Alison: We've got quite a few. Magnetic media (open reel audio tape & many video formats) deteriorates at a rapid rate. It's difficult to preserve due to its "degradescence"— it degrades quickly and the playback equipment used to preserve the content is often obsolete. Iron gall ink is challenging to preserve because, as it ages, the excess iron sulfate in the ink causes degradation of the paper or parchment support underneath. Over time, you can actually lose large pieces of the support because it becomes so brittle, thus losing content. Oversize photographs and maps can be a challenge to preserve but are even more challenging to serve safely to researchers. Excessive and inappropriate handling of large objects can often cause more damage than any inherent issues with the material itself!

What projects are your staff working on right now?

Mitch: I recently accessioned the email account of Dr. Spencer Crew, interim director of the National Museum of African American History and Culture (NMAAHC) and former director of the National Museum of American History. This new accession only covers his time at NMAAHC.

How do you know what’s worth preserving/archiving and what is just clutter?

Deborah: Collection development policies! Every archives has (or should have) one. When you assess new materials, you decide whether they meet your archives/ collecting scope. Retention schedules also help a lot for institution archives like ours.

What does a typical day look for a conservator at an archives?

*knocks on the conservation lab door*

GIF from an Instagram story featuring a drawing of bee genitalia. The text reads: You really can't m

I found William Bennett treating a drawing of bee genitalia from the paper of entomologist Grace Sandhouse (Record Unit 7456).

What was your favorite find from your holdings in 2021?
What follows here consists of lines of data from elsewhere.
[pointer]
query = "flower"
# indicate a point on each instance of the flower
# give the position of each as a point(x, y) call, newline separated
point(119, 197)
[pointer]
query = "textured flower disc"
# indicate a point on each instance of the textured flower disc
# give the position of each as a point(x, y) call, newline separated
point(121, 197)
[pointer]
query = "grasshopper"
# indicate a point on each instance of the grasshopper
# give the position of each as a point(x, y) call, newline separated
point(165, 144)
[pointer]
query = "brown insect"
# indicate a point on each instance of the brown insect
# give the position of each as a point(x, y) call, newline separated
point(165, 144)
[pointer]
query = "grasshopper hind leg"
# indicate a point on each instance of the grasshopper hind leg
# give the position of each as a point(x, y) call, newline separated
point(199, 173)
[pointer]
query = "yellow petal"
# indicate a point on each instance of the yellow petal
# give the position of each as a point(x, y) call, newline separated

Deborah: Last week, I came across a brouhaha between Smithsonian Tropical Research Center scientists and Hollywood producers in 1953 over...ants. Though the crew of the The Naked Jungle (1954) initially planned to film army ants in Panama, they settled for carpenter ants in the studio. Ever the "'sticklers' for the truth," the Smithsonian scientists insisted the film producers avoid misidentifying the ants. They promised: "we shall in no way attempt to present them as army ants from Barro Colorado Island."

Letter noting that the producers will in "no way attempt to present them [the ants] as army ants fro

What's the raddest piece of music that's come in with a collection, inadvertently or otherwise?

Emily: The “Smithsonian Polka” slaps.